Thanksgiving is one week away! It is my favorite holiday... shocking, I know, that I would pick a holiday geared around food and family as my favorite. Normally I am not quite so laissez faire about a feast such as this. I love to eat, and I love to plan. I usually have a stack of dog-eared recipes at the ready. But, between the Hurricane, doing some ridiculously painful tweaking of my neck and back, and last-minute logistics of who is going to be where for the feast, here I am one week out and I haven't a shopping list, or the faintest idea of what I am going to make (besides the delicata squash recipe I concocted last night, which was divine).
Part of the reason I can sit back and relax a few more days? This morning I happened to look at the "Thanksgiving sides" category (here on the right side bar) and holy cow, there were all of my tried and true recipes in one place, so I can just cull through what I've cooked in past years and pick my favorites. No need to reinvent the wheel this year! There are a couple of traditional dishes that appear on our table each year:
- I love to brine our turkey. My brining recipe and method is here.
- My favorite stuffing. I'd love to say I spend my weekend prior dealing with stale bread, but I don't. You can use this recipe to doctor up any stuffing mix you find at your favorite market, just check the ingredients of the packaged stuffing to make sure it's not full of a bunch of icky ingredients that shouldn't be there...
- And what is Thanksgiving without sweet potatoes? This is my go-to recipe for mashed sweet potatoes. You can leave them plain or top them. I like sprinkling store-bought pralines pecans on top.
- And then, of course, cranberry sauce. This is my favorite cranberry recipe, that can be made well in advance. It just gets better as the flavors meld.

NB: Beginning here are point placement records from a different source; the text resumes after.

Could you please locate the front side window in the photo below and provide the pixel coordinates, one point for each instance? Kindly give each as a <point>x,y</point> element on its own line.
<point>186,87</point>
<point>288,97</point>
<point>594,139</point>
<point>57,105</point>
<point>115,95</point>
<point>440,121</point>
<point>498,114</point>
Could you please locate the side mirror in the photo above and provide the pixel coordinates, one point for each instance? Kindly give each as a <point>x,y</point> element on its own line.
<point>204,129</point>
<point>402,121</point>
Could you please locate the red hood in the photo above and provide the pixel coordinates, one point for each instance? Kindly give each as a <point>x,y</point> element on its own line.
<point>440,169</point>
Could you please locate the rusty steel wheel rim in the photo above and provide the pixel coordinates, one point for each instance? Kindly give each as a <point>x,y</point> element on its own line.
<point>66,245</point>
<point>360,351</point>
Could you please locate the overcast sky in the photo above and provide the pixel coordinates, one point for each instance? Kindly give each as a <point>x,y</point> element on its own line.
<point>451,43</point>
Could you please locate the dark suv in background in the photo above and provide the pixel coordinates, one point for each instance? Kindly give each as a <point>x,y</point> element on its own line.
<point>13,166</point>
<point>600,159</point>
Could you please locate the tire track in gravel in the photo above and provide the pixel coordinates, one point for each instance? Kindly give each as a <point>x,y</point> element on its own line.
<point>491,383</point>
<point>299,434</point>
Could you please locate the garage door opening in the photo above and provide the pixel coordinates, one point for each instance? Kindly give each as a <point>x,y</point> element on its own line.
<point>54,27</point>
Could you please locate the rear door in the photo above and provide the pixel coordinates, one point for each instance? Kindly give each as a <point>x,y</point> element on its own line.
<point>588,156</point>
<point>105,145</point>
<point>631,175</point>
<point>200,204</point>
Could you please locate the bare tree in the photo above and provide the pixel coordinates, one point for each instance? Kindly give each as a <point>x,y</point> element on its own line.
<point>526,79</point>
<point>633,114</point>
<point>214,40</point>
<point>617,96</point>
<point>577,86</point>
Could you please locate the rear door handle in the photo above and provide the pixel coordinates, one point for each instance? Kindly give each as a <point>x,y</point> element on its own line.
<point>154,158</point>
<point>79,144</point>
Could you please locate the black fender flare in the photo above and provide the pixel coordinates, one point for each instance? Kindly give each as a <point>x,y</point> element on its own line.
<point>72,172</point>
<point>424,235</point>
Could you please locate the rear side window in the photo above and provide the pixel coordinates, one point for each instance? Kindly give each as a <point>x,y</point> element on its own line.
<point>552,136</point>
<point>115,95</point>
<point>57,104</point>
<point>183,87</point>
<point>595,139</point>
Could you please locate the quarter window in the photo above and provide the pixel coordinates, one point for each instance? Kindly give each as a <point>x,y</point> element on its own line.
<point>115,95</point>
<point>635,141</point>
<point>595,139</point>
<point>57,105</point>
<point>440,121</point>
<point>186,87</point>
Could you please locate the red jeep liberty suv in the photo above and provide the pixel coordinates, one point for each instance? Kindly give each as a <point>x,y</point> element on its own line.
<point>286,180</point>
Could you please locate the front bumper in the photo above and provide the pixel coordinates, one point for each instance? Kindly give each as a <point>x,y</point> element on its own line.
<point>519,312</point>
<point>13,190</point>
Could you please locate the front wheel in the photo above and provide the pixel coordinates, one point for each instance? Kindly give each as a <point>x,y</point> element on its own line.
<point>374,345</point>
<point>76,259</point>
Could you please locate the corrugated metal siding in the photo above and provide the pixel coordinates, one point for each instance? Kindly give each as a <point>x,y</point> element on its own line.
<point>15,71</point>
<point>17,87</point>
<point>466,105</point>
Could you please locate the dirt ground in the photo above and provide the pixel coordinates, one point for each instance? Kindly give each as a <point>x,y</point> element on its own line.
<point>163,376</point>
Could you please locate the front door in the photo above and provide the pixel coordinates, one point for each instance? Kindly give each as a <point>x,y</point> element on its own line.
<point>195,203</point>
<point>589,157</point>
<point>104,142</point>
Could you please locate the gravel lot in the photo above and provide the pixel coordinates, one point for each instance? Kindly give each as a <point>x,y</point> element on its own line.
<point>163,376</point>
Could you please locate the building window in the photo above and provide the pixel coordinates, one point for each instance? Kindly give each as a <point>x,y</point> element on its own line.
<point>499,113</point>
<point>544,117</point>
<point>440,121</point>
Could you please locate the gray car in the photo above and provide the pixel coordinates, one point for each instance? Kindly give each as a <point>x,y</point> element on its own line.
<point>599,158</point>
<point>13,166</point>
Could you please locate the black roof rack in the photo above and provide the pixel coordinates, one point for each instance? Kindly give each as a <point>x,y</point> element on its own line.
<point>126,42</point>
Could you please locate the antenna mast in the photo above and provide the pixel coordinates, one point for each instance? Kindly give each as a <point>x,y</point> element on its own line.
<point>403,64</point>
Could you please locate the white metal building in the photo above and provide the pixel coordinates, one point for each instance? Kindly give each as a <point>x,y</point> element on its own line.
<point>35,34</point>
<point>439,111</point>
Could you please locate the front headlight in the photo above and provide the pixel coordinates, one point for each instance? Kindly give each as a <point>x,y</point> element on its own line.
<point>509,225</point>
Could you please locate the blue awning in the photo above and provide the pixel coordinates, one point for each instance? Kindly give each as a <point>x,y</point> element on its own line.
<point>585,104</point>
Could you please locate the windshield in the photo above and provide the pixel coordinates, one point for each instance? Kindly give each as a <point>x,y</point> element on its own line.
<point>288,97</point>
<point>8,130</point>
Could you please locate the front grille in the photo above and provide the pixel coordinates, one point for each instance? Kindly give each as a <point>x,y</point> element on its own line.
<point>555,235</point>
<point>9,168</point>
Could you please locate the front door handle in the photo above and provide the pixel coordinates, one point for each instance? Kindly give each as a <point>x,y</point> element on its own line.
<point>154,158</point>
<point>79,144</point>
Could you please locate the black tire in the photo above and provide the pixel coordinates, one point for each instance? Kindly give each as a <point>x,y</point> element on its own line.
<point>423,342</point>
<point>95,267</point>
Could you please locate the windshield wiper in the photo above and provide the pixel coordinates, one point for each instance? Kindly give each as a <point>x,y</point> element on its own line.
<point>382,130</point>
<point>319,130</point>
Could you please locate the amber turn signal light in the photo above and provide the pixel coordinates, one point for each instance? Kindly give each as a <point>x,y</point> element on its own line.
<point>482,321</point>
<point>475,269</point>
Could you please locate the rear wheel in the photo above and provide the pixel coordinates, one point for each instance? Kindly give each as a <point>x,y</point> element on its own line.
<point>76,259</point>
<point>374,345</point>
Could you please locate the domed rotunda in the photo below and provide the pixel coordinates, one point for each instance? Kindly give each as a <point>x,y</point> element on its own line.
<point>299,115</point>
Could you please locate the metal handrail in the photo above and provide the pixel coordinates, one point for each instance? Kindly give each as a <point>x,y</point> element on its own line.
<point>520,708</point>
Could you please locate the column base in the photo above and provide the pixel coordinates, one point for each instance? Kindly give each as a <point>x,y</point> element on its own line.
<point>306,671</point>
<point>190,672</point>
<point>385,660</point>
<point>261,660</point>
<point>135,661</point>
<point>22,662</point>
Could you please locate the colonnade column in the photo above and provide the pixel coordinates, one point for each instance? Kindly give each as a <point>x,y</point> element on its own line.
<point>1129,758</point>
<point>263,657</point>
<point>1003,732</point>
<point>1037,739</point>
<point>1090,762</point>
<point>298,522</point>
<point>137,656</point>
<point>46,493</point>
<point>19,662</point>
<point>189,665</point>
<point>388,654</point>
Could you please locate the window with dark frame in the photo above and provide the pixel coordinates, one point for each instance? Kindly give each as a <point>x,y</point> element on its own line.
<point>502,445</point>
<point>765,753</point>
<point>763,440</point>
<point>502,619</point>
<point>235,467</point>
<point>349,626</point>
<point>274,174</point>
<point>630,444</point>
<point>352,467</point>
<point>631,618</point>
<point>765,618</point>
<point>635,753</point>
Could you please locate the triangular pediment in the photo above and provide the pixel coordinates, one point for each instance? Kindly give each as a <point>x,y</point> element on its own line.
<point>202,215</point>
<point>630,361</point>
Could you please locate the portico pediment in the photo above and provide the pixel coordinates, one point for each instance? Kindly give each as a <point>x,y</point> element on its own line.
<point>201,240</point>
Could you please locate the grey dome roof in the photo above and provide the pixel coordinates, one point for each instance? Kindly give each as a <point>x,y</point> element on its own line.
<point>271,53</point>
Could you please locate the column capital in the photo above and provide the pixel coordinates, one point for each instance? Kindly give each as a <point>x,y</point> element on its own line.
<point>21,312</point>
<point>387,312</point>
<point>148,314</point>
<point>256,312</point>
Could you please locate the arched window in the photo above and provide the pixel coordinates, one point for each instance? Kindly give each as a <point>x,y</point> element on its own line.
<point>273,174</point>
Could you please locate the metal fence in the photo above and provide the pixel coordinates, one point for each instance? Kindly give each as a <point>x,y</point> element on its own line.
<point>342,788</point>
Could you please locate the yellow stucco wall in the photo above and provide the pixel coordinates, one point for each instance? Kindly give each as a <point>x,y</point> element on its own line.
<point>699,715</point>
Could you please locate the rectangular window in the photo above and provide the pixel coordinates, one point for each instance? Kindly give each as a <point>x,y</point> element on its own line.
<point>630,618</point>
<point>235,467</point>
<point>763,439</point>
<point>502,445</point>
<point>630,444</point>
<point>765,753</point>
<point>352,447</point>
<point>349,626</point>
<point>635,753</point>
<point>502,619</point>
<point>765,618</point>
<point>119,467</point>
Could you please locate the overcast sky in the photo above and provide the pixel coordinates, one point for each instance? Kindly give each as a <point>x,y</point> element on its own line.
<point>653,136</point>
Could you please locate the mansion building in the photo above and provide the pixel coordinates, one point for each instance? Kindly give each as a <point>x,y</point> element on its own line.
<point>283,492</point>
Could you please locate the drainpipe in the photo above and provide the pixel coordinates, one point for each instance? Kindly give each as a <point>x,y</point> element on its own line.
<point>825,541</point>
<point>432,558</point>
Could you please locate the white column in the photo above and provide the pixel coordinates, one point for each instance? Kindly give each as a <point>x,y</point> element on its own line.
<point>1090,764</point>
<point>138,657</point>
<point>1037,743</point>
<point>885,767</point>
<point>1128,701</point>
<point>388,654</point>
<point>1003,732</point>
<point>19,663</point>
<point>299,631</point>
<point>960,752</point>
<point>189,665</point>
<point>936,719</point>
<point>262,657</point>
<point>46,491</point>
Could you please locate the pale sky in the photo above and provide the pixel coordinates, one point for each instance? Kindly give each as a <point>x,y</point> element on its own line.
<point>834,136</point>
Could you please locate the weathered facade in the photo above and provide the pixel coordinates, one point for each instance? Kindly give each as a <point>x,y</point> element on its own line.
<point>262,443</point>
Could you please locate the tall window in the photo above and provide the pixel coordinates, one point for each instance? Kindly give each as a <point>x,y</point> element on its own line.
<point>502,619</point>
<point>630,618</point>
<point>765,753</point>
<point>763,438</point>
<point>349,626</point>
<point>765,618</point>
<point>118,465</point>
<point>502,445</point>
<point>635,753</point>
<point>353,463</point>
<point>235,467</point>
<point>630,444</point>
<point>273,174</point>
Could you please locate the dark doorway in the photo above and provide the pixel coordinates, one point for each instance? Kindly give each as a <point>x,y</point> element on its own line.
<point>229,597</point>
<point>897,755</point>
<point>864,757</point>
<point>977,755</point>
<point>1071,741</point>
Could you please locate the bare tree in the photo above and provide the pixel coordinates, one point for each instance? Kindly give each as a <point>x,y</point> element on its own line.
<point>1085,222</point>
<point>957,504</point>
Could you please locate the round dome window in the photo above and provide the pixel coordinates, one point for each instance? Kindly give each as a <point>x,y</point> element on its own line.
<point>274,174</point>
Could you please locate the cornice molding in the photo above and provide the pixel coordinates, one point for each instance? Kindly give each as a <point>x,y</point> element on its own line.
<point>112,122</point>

The one thing that is sneaking up on me is our pumpkin cannelloni project. In past years, I have spent the weekend leading up to Thanksgiving whipping up several dishes of Pumpkin Cannelloni with Sage Cream Sauce. Last year, I pared it back and just cooked for my two children's main teachers. (See photos of years prior and prepare to think I was completely nuts...I'd have to agree.) The 4-dish-route lacked the "majesty" of year's prior, but was way more doable. While part of me would like to skip the cooking altogether this year and say I am just too busy between my nutrition coursework, our kitchen renovation, my speaking engagements, writing the blog, and launching a new simple cooking program in the New Year, I think it's good for us to have a tradition that revolves around making something for others to show our thanks. Heck, if someone gave *me* a dish of this decadence, I'd be thankful. So, that's staying a part of the plan this year.
p.s. While making sure my recipes were all tucked away in one place I came across these. Yes, this is definitely my favorite holiday.